There are numerous systems that exist which use a computer vision system to acquire an image of a user for the purposes of enacting a user input function. In a known system, a user may point at one of a plurality of selection options on a display. The system, using one or more image acquisition devices, such as a single image camera or a motion image camera, acquires one or more images of the user pointing at the one of the plurality of selection options. Utilizing these one or more images, the system determines an angle of the pointing. The system then utilizes the angle of pointing, together with determined distance and height data, to determine which of the plurality of selection options the user is pointing to.
These systems all have a problem in accurately determining the intended selection option in that the location of the selection options on a given display must be precisely known for the system to determine the intended selection option. However, the location of these selection options varies for each differently sized display device. Accordingly, the systems must be specially programmed for each display size or a size selection must be made a part of a setup procedure.
Further, these known systems have problems in accurately determining the precise angle of pointing, height, etc. that is required for making a reliable determination. To solve these known deficiencies in the prior art, it is known to widely disperse the plurality of selection options on the display so that a given selection can be more readily identified from the unreliable determined data. However, on smaller displays there may not be sufficient display area to sufficiently disperse the selection options. Other known systems have utilized a confirmation gesture, after an initial pointing for item selection. For example, after a user has made a pointing item selection, a gesture, such as a thumbs-up gesture, may be utilized to confirm a given selection. Yet, the problems with identifying the selected option still exist.
- SUMMARY OF THE INVENTION
Accordingly, it is an object of the present invention to overcome the disadvantages of the prior art.
The present invention is a system having a video display device, such as a television, a processor, and an image acquisition device, such as a single image or motion image camera. The system provides a visual user interface on the display. In operation, the display provides a plurality of selection options to a user. The processor is operatively coupled to the display for sequentially highlighting each of the plurality of selection options for a period of time.
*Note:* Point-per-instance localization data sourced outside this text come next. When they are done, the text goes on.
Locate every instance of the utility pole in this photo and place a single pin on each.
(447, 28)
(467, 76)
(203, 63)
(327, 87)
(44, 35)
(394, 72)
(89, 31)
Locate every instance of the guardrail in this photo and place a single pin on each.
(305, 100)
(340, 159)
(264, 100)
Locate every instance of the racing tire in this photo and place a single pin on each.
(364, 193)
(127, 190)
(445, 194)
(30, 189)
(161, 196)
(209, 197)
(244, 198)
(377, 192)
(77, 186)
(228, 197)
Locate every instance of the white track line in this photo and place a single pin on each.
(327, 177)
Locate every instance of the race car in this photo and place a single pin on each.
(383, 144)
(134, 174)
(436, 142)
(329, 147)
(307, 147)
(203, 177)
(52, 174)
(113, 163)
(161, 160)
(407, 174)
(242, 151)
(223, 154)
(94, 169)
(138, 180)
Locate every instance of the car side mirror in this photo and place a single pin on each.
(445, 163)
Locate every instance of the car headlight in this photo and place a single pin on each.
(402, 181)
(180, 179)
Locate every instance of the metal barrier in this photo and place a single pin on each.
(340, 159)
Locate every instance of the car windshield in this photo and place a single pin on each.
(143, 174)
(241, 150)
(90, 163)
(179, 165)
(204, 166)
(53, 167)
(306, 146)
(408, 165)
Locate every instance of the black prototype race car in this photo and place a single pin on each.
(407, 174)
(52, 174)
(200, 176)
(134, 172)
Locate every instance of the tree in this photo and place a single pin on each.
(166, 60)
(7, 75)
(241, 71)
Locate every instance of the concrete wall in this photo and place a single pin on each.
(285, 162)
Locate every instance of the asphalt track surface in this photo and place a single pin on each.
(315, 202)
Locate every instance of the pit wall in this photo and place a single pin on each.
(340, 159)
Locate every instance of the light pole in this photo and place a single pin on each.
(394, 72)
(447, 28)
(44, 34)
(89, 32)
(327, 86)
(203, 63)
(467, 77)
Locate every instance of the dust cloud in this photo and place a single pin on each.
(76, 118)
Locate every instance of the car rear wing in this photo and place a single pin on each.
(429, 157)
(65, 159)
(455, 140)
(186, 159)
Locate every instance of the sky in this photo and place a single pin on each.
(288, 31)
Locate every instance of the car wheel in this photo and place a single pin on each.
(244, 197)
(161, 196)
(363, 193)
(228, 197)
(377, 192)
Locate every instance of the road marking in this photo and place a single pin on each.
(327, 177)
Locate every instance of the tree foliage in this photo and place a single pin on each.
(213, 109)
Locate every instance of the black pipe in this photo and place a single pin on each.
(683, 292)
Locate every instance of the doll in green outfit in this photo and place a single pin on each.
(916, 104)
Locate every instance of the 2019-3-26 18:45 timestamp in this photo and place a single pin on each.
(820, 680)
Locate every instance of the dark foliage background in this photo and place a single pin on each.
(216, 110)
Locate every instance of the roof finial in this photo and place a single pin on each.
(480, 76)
The processor, during the highlighting, receives one or more images of the user from camera and determines whether a selection gesture from the user is contained in the one or more images.
BRIEF DESCRIPTION OF THE DRAWINGS
When a selection gesture is contained in the one or more images, the processor performs an action determined by the highlighted selection option. When a selection option is not contained in the one or more images, the processor highlights a subsequent selection option. In this way, a robust system for soliciting user input is provided that overcomes the disadvantages found in prior art systems.
The following are descriptions of embodiments of the present invention that when taken in conjunction with the following drawings will demonstrate the above noted features and advantages, as well as further ones. It should be expressly understood that the drawings and following embodiments are included for illustrative purposes and do not represent the scope of the present invention that is defined by the appended claims. The invention is best understood in conjunction with the accompanying drawings in which:
FIG. 1 shows an illustrative system in accordance with an embodiment of the present invention; and
DETAILED DESCRIPTION OF THE INVENTION
FIG. 2 shows a flow diagram illustrating an operation in accordance with an embodiment of the present invention.
In the discussion to follow, certain terms will be illustratively utilized in regard to specific embodiments or systems to facilitate the discussion. As would be readily apparent to a person of ordinary skill in the art, these terms should be understood to encompass other similar known terms and embodiments wherein the present invention may be readily applied.
FIG. 1 shows an illustrative system 100 in accordance with an embodiment of the present invention including a display 110, operatively coupled to a processor 120. To facilitate operation in accordance with the present invention, the processor 120 is operatively coupled to an image input device, such as a camera 124. The camera 124 is utilized to capture selection gestures from a user 140. Specifically, in accordance with the present invention, a selection gesture, illustratively shown as a selection gesture 144 is utilized by the system 100 to determine which of a plurality of selection options is desired by the user as will be further described herein below.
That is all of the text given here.